Eärwen attrapa sa main avec un éclat de curiosité dans les yeux.

Ils franchirent ensuite le portail et, en un instant, se retrouvèrent au milieu d'une étendue de sable doré.

La magicienne souleva ses pieds enfoncés dans le sable dans un geste de surprise : "Nous sommes toujours en Centralie ?" interrogea-t-elle avec une pointe de doute.

"Oui. Je ne peux me téléporter que dans des lieux que j'ai déjà vus et que je peux visualiser clairement… Cela fonctionne aussi pour les endroits dans mon champ de vision. L'effort de visualisation est moindre dans ce dernier cas, rendant la formation du passage plus rapide et moins difficile…" expliqua-t-il en admirant la vue. Le changement d'époque et de météo lui donnait l'impression de redécouvrir ce paysage lui-même.

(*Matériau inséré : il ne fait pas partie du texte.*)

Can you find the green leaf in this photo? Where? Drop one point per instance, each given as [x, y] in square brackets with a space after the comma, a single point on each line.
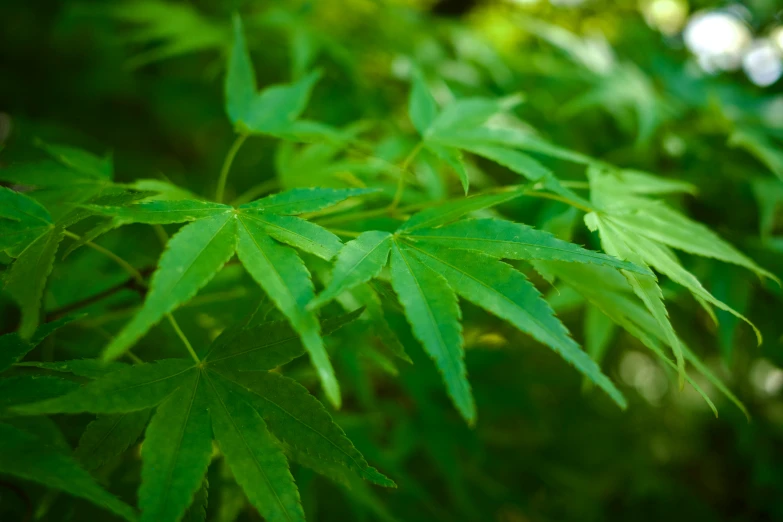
[501, 290]
[255, 457]
[22, 221]
[240, 78]
[23, 456]
[299, 420]
[265, 346]
[646, 288]
[197, 512]
[508, 240]
[26, 279]
[285, 279]
[422, 108]
[275, 108]
[129, 389]
[90, 368]
[192, 257]
[432, 310]
[21, 390]
[13, 347]
[301, 200]
[162, 212]
[453, 158]
[300, 234]
[455, 209]
[109, 436]
[359, 261]
[176, 452]
[81, 161]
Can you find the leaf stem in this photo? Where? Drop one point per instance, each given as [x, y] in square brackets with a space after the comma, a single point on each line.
[111, 255]
[232, 152]
[184, 339]
[404, 170]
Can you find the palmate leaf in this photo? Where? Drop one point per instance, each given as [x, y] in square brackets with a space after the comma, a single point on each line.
[433, 258]
[254, 232]
[26, 279]
[24, 456]
[462, 126]
[240, 408]
[109, 436]
[432, 309]
[275, 109]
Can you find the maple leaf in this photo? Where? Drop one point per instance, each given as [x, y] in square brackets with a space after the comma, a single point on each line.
[255, 415]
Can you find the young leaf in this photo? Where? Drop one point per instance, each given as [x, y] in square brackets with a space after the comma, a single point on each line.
[284, 277]
[255, 458]
[359, 261]
[176, 452]
[192, 257]
[109, 436]
[24, 456]
[432, 310]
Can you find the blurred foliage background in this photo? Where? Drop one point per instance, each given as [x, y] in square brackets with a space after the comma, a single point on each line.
[686, 90]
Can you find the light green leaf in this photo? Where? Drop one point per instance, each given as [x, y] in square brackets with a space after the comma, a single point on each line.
[455, 209]
[240, 78]
[26, 279]
[197, 512]
[81, 161]
[176, 452]
[501, 290]
[508, 240]
[90, 368]
[359, 261]
[299, 233]
[13, 347]
[22, 221]
[285, 279]
[255, 457]
[300, 420]
[129, 389]
[18, 391]
[109, 436]
[453, 158]
[434, 315]
[275, 108]
[646, 288]
[301, 200]
[265, 346]
[162, 212]
[192, 257]
[422, 108]
[23, 456]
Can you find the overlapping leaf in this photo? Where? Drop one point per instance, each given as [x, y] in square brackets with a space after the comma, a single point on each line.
[228, 396]
[254, 231]
[434, 259]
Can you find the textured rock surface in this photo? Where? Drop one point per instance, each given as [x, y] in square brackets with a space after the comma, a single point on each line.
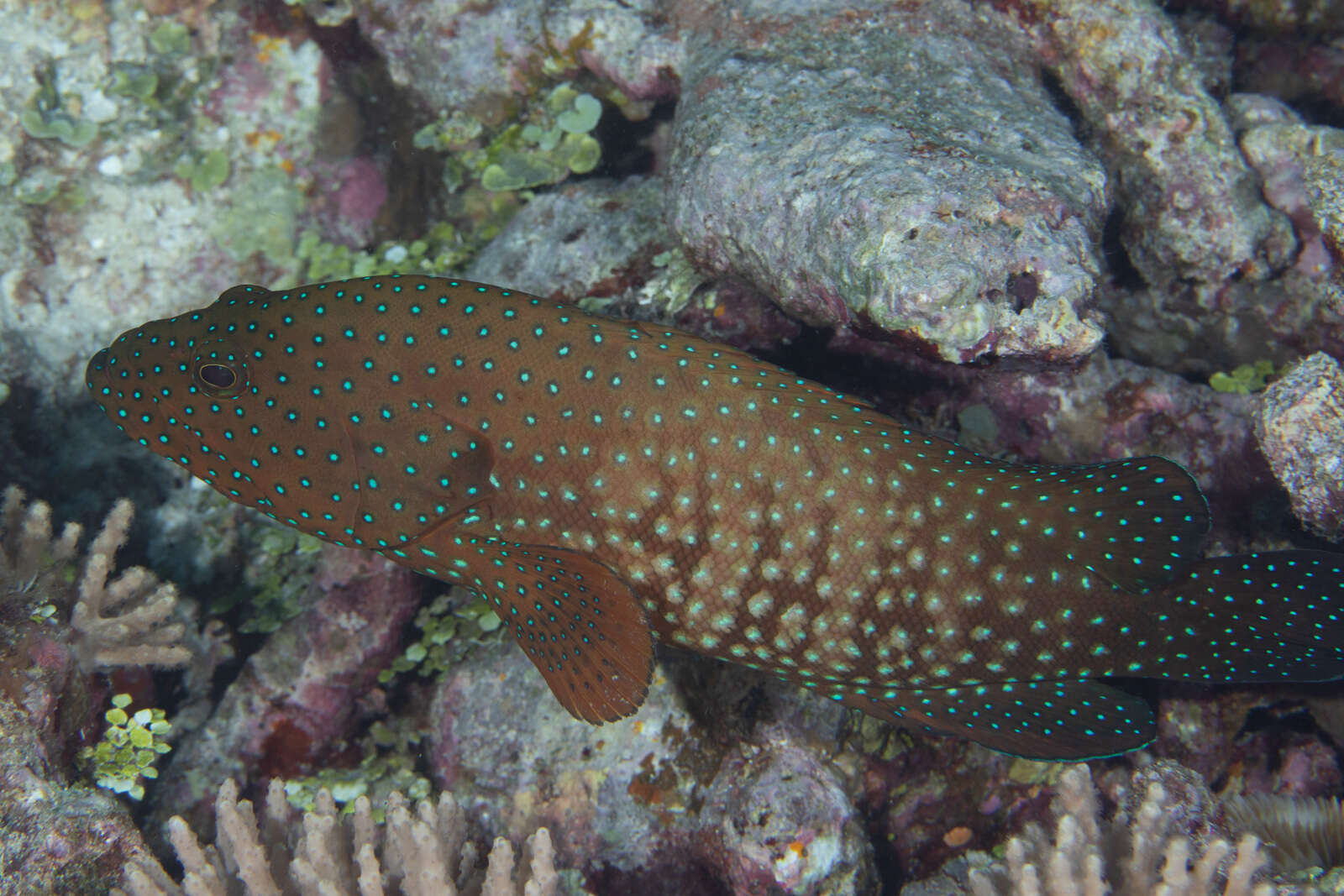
[927, 188]
[101, 235]
[300, 696]
[667, 802]
[484, 55]
[1300, 427]
[1191, 206]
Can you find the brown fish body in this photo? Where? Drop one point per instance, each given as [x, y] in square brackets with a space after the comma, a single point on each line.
[597, 479]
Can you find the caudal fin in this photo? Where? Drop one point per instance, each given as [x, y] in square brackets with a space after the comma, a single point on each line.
[1250, 617]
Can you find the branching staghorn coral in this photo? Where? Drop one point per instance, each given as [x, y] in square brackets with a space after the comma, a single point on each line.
[1301, 832]
[124, 621]
[1158, 862]
[417, 852]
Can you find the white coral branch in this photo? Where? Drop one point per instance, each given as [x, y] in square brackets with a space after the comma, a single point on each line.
[1159, 862]
[140, 633]
[410, 855]
[123, 622]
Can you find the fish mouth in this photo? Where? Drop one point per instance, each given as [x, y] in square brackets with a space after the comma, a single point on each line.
[96, 374]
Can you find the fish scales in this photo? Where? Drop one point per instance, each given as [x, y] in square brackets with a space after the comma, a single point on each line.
[600, 481]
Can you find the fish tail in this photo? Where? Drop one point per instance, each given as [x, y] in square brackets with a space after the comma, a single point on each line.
[1245, 618]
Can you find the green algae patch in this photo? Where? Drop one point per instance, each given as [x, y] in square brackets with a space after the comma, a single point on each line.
[205, 172]
[1245, 379]
[129, 748]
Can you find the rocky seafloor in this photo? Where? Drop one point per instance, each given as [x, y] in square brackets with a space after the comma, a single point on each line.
[1053, 230]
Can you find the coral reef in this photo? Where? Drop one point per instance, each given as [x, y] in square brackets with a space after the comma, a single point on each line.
[1300, 429]
[944, 206]
[128, 621]
[418, 851]
[1153, 855]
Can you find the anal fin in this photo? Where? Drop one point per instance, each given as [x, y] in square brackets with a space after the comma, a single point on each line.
[575, 620]
[1053, 720]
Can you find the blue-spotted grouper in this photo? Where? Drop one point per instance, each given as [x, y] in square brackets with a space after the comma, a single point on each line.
[602, 484]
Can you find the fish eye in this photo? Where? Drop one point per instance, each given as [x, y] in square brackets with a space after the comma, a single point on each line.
[219, 378]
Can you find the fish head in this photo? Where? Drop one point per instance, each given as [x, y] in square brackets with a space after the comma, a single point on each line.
[185, 389]
[275, 401]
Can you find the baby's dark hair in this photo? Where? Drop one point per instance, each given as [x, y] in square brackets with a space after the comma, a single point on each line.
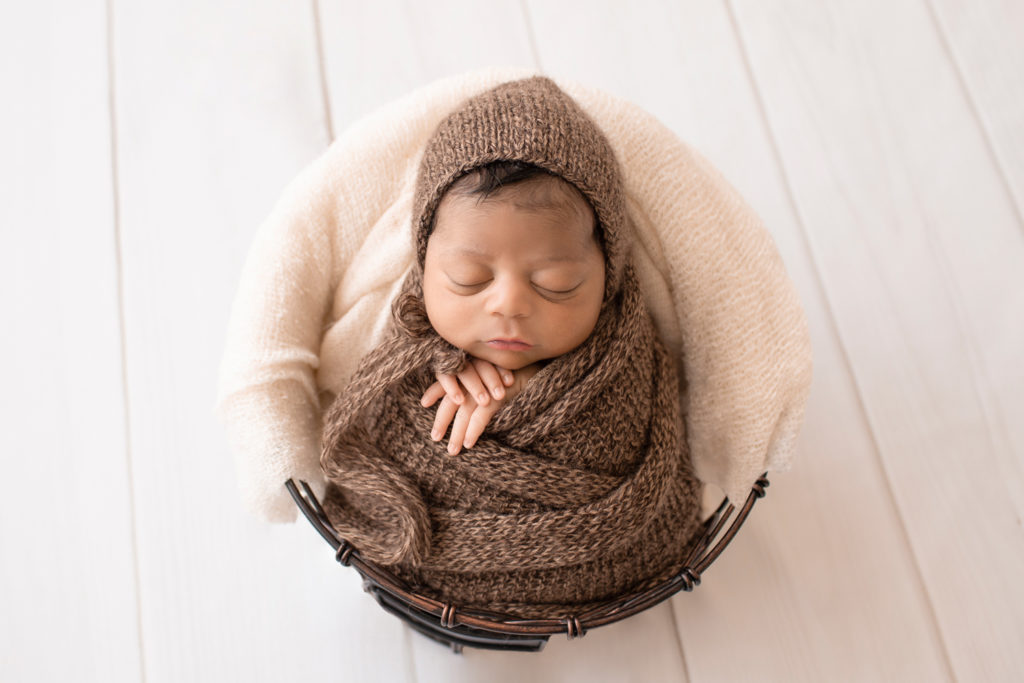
[487, 181]
[484, 180]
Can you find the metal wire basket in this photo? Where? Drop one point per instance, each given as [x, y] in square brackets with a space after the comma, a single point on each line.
[458, 627]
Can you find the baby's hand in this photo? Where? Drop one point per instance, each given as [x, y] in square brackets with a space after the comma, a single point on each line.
[469, 415]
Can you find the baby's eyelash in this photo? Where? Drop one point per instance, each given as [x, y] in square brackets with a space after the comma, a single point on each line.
[557, 293]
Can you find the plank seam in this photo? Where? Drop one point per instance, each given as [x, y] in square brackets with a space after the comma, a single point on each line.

"Cela semble vivant, presque mouvant sous nos pieds. C'est surprenant et tellement différent de ce à quoi je suis habituée. Il y a de tels endroits chez vous ?" s'étonna-t-elle.

"Nous sommes vers le centre de notre royaume. Cet endroit m'avait marqué aussi, tant il semble surréaliste. J'ai le sentiment que les locaux ne savent pas l'apprécier à sa juste valeur, ils n'y voient qu'un vaste terrain inexploitable." Ils absorbèrent un moment la beauté du lieu en se déplaçant péniblement dans les dunes, avant que Mezhelan ne dessine une autre porte : "Voyons voir ce que vous penserez de la suite." dit-il.

Ils traversèrent le passage et se retrouvèrent cette fois dans une forêt dense et humide, où la canopée des arbres géants bloquait presque toute la lumière du soleil. L'air était chargé de l'odeur de la terre humide et du chant d'oiseaux exotiques.

"C'est la forêt d'Ankara." précisa Mezhelan : "Cette fois, nous sommes au sud-est. C'est un écosystème riche et complexe qui abrite certaines espèces d'animaux que l'on ne trouve nulle part ailleurs." Le changement de décor était saisissant, offrant un contraste frappant avec les précédents.

Eärwen sourit, inspirée par tant de diversité en si peu de temps : "Je n'ai jamais vu autant de choses différentes en une seule journée. Chaque lieu me fascine."

Mezhelan nota chez elle une expression quasi enfantine, dénotant avec l'attitude fière et affirmée qu'elle avait affichée jusqu'à présent. Mais cette facette plus accessible et humaine lui plaisait. Il traça une nouvelle ouverture dans l'air en lui adressant un regard qui valait plus que des mots.

Eärwen attrapa sa main avec enthousiasme.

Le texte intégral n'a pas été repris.